O Rajasthan é um estado bem peculiar na Índia, não somente porque é o maior, mas também por compartilhar uma fronteira com o Paquistão. Nos últimos anos, o governo aprovou uma lei chamada de "Rajasthan Women Bill" (basicamente uma lei de prevenção e proteção contra atrocidades por bruxaria), que torna ilegal chamar uma mulher de "dayan" ou acusar uma mulher de realizar a bruxaria que resulte em algum tipo de agressão. Uma pessoa declarada culpada pode ser sentenciada no máximo a três anos de reclusão. Se uma mulher é levada a cometer suicídio por causa de acusações de bruxaria, o acusador pode receber uma multa e até dez anos de reclusão. A lei veio em resposta a décadas de agressões físicas e verbais, incluindo marcar os rostos de mulheres acusadas de bruxaria. Segundo uma matéria do "The New York Times" de 2012, muitas vezes as pessoas eram forçadas a colocar suas mãos em um buraco no chão repleto de cobras, em uma espécie de teste. Se a pessoa fosse mordida seria uma espécie de prova de sua culpa.
Bruxaria e assassinato não são exclusivos apenas dessas regiões. Um grupo de moradores de Odisha, um estado predominantemente rural localizado na costa leste, agrediu e forçou três pessoas, sendo que duas eram mulheres, a andarem nuas pelo vilarejo. Em novembro de 2013, um menino foi morto no mesmo estado e a polícia prendeu duas pessoas acusadas de seu assassinato, cuja finalidade era o "sacrifício humano".
Em 2005, Chhattisgarh, um estado na região central da Índia, aprovou uma lei de prevenção contra atrocidades por bruxaria para tentar conter a violência e os assassinatos. Em 2013 duas mulheres que tinham por volta de 50 anos foram mortas por três rapazes. Segundo a polícia, o pai de um menino estava doente e os pais dos outros dois garotos tinham morrido. Acreditando que as mulheres eram as culpadas, eles "questionaram as mulheres sobre o envolvimento em práticas de bruxaria, mas elas se recusaram a falar. Isso enfureceu os rapazes que primeiramente as estrangularam e em seguida cortaram suas gargantas". No mesmo ano, no vilarejo de Shivni, também no estado de Chhattisgarh, uma garota adoeceu repentinamente e logo os moradores locais suspeitaram de bruxaria. Isso os levou a reunirem e testarem toda a população feminina do vilarejo. Elas foram forçadas pelo xamã, a beber uma bebida feita a partir de uma erva venenosa, que segundo o que ele dizia, iria resultar em uma confissão. Na verdade isso resultou em cerca de 30 mulheres que foram hospitalizadas, e pelo menos 5 em estado grave.
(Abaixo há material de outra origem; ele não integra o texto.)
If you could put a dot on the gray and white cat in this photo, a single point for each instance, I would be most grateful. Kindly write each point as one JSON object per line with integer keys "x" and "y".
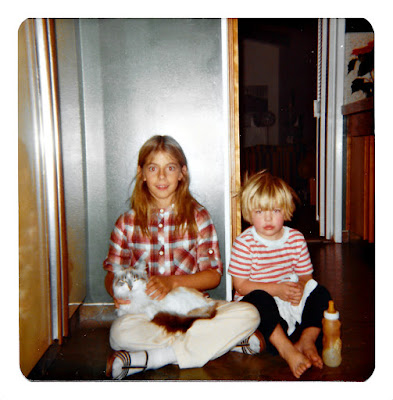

Em 2011, uma mãe e filha foram acusadas de serem bruxas em Assam, mas a polícia descobriu mais tarde que as acusações foram utilizadas como um pretexto para estuprá-las. De acordo com o governo de Assam, entre 2006 e 2012, havia cerca de 105 casos que envolviam "caça às bruxas".
Em muitos casos, grupos de moradores estão envolvidos nas agressões as supostas "bruxas". Nem as leis, e nem mesmo a presença de jornalistas têm sido capazes de impedir a caça às bruxas. Em 2008, uma mulher foi contratada por um homem para usar a magia para melhorar a saúde de sua esposa doente.
Quando a condição de sua esposa piorou, ele começou a bater na mulher e cinco outros moradores se juntaram a ele na agressão. Ela foi amarrada em uma árvore, golpeada por diversas vezes e teve seu cabelo cortado enquanto um jornalista filmava o que acontecia. O câmera decidiu não tentar parar de gravar o que estava acontecendo e filmou tudo antes de chamar a polícia.
As mulheres não são as únicas vítimas da "caça às bruxas". Em julho de 2012, um homem idoso e sua esposa foram forçados a comer dejetos humanos (foi o nome menos pior que consegui dar para isso) em Jharkhand. Os dois foram acusados de praticar bruxaria, que supostamente resultou na morte do gado local. Um mês depois, em outro vilarejo no estado, um homem foi arrancado da sua casa e enterrado vivo por supostamente praticar bruxaria. Em 2013, um homem idoso também foi condenado a comer dejetos humanos em Meghalaya, um estado no norte da Índia. Ele foi acusado de praticar bruxaria quando quatro meninas ficaram doentes e começaram a ter sonhos com cobras. Os moradores se reuniram e decidiram sobre o seu castigo. O assistente do líder do vilarejo defendeu o que foi feito, dizendo que após o evento, a saúde das meninas melhorou.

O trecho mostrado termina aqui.